I am a PhD candidate at the Center for Cybersecurity, New York University (NYU), advised by Prof. Brandon Reagen. I’m broadly interested in cryptographically secure privacy-preserving machine learning (PPML) and work at the intersection of deep learning and applied cryptography (homomorphic encryption and multiparty computation) as a part of DPRIVE projects. My primary research focuses on architectural and algorithmic innovation for efficient neural network computation with encrypted data, particularly in private inference.
In the early phase of my PhD, I worked on designing nonlinear-efficient CNNs and developed ReLU-optimization techniques (DeepReDuce, ICML'21), and proposed methods for redesigning existing CNNs (DeepReShape, TMLR'24) for end-to-end private inference efficiency.
Currently, my research focuses on the privacy and security of large language models (LLMs). Specifically, I am investigating the role of nonlinearities (self-attention, GELU, and LayerNorm) in GPT models, aiming to develop innovative methods for designing GPT models with fewer nonlinearities for efficient private inference.

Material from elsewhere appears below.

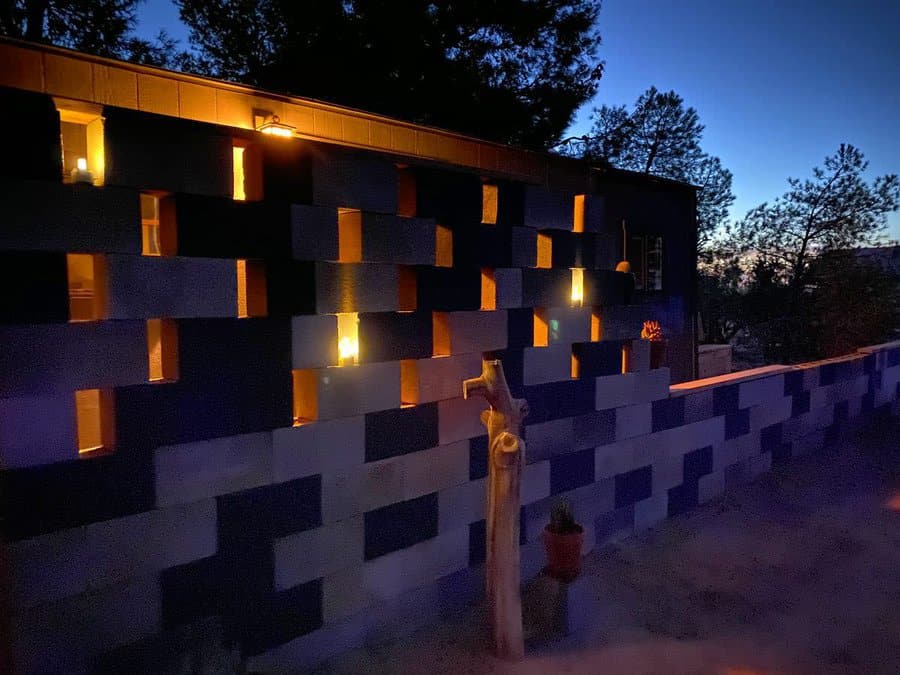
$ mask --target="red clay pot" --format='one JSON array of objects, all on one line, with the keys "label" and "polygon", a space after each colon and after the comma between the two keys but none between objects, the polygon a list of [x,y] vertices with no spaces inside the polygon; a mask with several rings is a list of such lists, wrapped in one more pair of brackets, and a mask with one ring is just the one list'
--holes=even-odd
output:
[{"label": "red clay pot", "polygon": [[581,547],[584,544],[584,529],[578,532],[557,534],[544,528],[544,548],[547,550],[547,574],[556,579],[571,581],[581,572]]},{"label": "red clay pot", "polygon": [[650,368],[662,368],[666,365],[666,341],[650,341]]}]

I have also served as an invited reviewer for NeurIPS'23 and ‘24, ICLR'24, CVPR'24, and ICML'24. If you are interested in collaborating, please feel free to email me!
Ph.D. in Privacy-preserving Deep Learning, 2020 - present
New York University
M.Tech. (Research Assistant) in Computer Science and Engineering, 2017 - 2020
Indian Institute of Technology Hyderabad
B.Tech. in Electronics and Communication Engineering, 2009 - 2013
National Institute of Technology Surat
DeepReShape is the first work to conduct a rigorous characterization of desirable neural network attributes for efficient Private Inference (PI). We discovered that distinct network attributes are required for different ReLU counts; in particular, wider networks are beneficial only for higher ReLU counts, whereas networks with a greater proportion of least-critical ReLU are desirable for lower ReLU counts. Further, we introduced a novel network design principle called “ReLU-equalization” to strategically allocate channels within the network to optimize ReLUs and FLOPs efficiency simultaneously. DeepReShape outperforms the current SOTA (SENets, ICLR'23) by achieving a 2.1% increase in accuracy and a 5.2x faster runtime at iso-ReLU counts on CIFAR-100, and an 8.7x faster runtime at iso-accuracy on the TinyImageNet dataset.
DeepReDuce is a set of optimizations for the judicious removal of ReLUs to reduce private inference latency by leveraging the ReLUs heterogeneity in classical networks. DeepReDuce strategically drops ReLUs upto 4.9x (on CIFAR-100) and 5.7x (on TinyImageNet) for ResNet18 with no loss in accuracy. Compared to the state-of-the-art for private inference DeepReDuce improves accuracy and reduces ReLU count by up to 3.5% (iso-ReLU) and 3.5×(iso-accuracy), respectively.